Ain is the concentration of A entering compartment 1 through which the flow is F. There is no flow in V2, but there are the reactions A-->B and B-->C. Passive exchange between compartments occurs for all three species.
The MPC file defines the domain, parameters, variables, and initial conditions first. Using the directives listed in ‘Example.mpc’, model code is extracted from the file ‘CodeLibrary.mod’ shown above. Values and variable names needing replacement throughout the final model are specified by the REPLACE directive along with the '%symbol%' placeholder.
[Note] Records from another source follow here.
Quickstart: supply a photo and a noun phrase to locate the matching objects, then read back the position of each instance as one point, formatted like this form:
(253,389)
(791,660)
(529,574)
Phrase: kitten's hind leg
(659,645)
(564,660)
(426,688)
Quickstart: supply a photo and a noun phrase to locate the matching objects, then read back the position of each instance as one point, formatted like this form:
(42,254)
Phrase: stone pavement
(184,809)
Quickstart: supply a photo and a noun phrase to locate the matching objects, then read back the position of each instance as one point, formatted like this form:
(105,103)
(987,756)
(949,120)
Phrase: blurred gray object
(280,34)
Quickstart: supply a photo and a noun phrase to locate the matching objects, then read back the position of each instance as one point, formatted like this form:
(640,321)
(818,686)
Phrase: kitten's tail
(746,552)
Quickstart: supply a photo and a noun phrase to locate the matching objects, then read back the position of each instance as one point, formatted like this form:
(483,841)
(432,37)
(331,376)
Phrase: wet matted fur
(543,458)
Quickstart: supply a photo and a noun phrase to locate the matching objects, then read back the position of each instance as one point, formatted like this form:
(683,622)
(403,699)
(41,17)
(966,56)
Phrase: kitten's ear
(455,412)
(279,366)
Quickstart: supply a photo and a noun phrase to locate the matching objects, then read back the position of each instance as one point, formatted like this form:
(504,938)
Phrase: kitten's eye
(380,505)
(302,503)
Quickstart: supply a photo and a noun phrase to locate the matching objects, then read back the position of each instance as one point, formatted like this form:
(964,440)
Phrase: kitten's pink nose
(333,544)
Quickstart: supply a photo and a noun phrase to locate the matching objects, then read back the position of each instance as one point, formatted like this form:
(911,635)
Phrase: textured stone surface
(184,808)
The use of the REPLACE, GET, COLLECT, INSERTSTART and INSERTEND directives are used in Example.mpc shown below:
Example.mpc:
//%REPLACE %CL% =("CodeLibrary.mod") // Library to get code from, replace all
// occurrences of %CL% with CodeLibrary.mod
//%REPLACE (%N%=("1","2"), %vol%=("0.05","0.05")) // Two compartments with volumes, replace
// all occurrences of %N% with 1,2 and %vol% with 0.05, 0.15
//%REPLACE (%AB%=("A","B","C") %PS3%=("6","5","4")) // 3 species, PS init values.
import nsrunit; unit conversion on; // Use cgs units for this model.
math example { // model declaration
// INDEPENDENT VARIABLES
//%GET %CL% odeDomains() // Get odeDomains section from CodeLibrary.mod
//%INSERTSTART a2bParmsVars // Specify params and vars section
// PARAMETERS
real Flow = 1 ml/(g*min); // Flow rate
real PS%AB%12 = %PS3% ml/(g*min); // Conductances: PSA12,PSB12,PSC12
real V%N% = %vol% ml/g; // Volume of V1, V2
extern real %AB%in(t) mM; // Inflowing concentrations
// DEPENDENT VARIABLES
real %AB%%N%(t) mM; // A1,A2,B1,B2,C1,C2
// INITIAL CONDITIONS (IC's)
when(t=t.min) %AB%%N%=0; // Defines IC's for the ODEs
//%INSERTEND a2bParmsVars // End params and var sec
//%INSERTSTART a2bCalc // Specify calc section
// ODE CALCULATIONS
//%GET %CL% reactionCalc ("A=A2","B=B2","V=V2","G=Ga2b") // A->B reaction
//%GET %CL% MMreactionCalc ("A=B2","B=C2","V=V2","G=Gb2c", // B ->C MM reaction
//% "KmA=KmB2","VmaxA = VmaxB2", "KmA = KmB2") // B ->C MM reaction continued
//%GET %CL% flowCalc ("Cin=%AB%in","C=%AB%1","V=V1","F=Flow","D=D%AB%1")
//%GET %CL% exchangeCalc ("C1=%AB%1","PS=PS%AB%12","C2=%AB%2")
//%COLLECT("%AB%%N%:t") //Group all ODE calculations for a species together
//%INSERTEND a2bCalc } // curly bracket ends model
The GET directive warrants further explanation: it identifies a model code library file and module name within the library to insert into the model, and changes old names (names of parameters and variables in the module) to new model names. From the example above, //%GET %CL% reactionCalc ("A=A2","B=B2","V=V2","G=Ga2b") will get the module named 'reactionCalc' in file 'CodeLibrary.mod' and replace the variable names with the new model names ("A=A2", etc).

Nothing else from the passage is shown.